In the public life experiments in Gata Grønland, SLA collaborates with the local businesses and citizens to close the street over the summer. The aim is to investigate how a different type of people-friendly street can be created. The design of Gata Grønland is inspired by the Norwegian lowlands and has a distinct leafy feel and lush flower meadows together with 5-meter-tall birch and rowan trees. Edible and fragrant herbs and berry plants, such as oregano, mint, sage, and blueberries are planted in the meadow. Here, citizens and users take back their their street, while pedestrians, cyclists, and green space are given priority by maximizing green public space and by making room for urban furniture, outdoor seating areas, and new city nature that invites discovery and play.

fig. 5 Gata Grønland
fig. 6 New outdoor seating areas on Gata Grønland
fig. 7 Kirkegata
fig. 8 Kirkegata

In the public life experiments in Kirkegata, we have created a temporary ‘city forest’ with rowans, ferns, blueberries, mulberries, calluna, erica, and heather. 4-meter-tall pine trees as well as spruce, hazel, and deciduous forest are prominent in the various planting fields while Nordic meadow plants create the continuous green cover. The goal of the Kirkegata public life experiment is to investigate how we can add a completely new type of city nature to the center of Oslo – in one of the most central areas of Oslo’s historic core – which creates new experiences, a better public life, and strengthens the overall biodiversity in Oslo – all with very compact measures.

A city that feels and functions like a forest
The background for the public life experiments was to test new nature-based ways of developing public spaces. The goal is to introduce a wilder form of urban nature in the city, and thus create a mental and physical change in Oslo: Mentally for both citizens, municipality, and politicians.
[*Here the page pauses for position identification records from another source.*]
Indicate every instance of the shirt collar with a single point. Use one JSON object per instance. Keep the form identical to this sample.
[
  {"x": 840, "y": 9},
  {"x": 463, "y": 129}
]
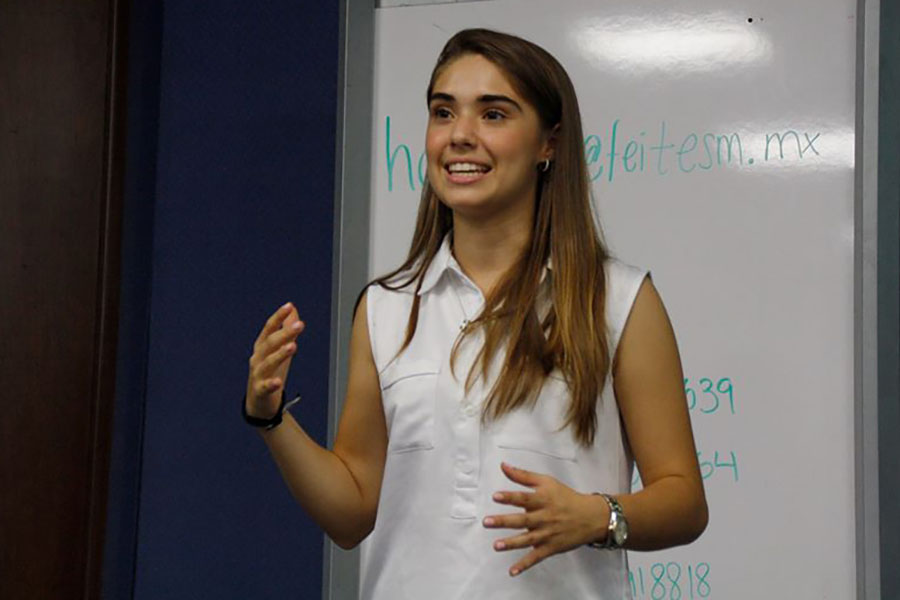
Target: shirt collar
[{"x": 444, "y": 261}]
Specifically, this applies to the public spaces that become greener, more social, more human-centric, and far more biodiverse.

fig. 9 Kirkegata
fig. 10 Kirkegata
fig. 12 For 'Oslo Culture Night 2022' we invited children and their parents on an urban forest discovery trip on Kirkegata. Together we explored where and how animals and plants live in the city, why a rich biological diversity is important for nature and humans alike, and how we can create better places for all life in our inner-city neighborhoods.
fig. 11

“City nature has both a practical and an aesthetic function in our cities. Consciously designed city nature solves many of the man-made problems that exist in the city – from overheating to rainwater management to the biodiversity crisis. At the same time, it has also been proven that city nature provides a better quality of life and inspires new social communities, new opportunities for creativity, and more active and healthier lives. Thus, a nature-based city is a more well-functioning, more livable, and more resilient city – designed by people, but on nature’s premises. The goal of our nature-based approach is to create a city that both feels and functions like a forest. And with the public life experiments in Kirkegata and Gata Grønland, we are now taking the first step”, says Kjersti Wikstrøm, Managing Director of SLA.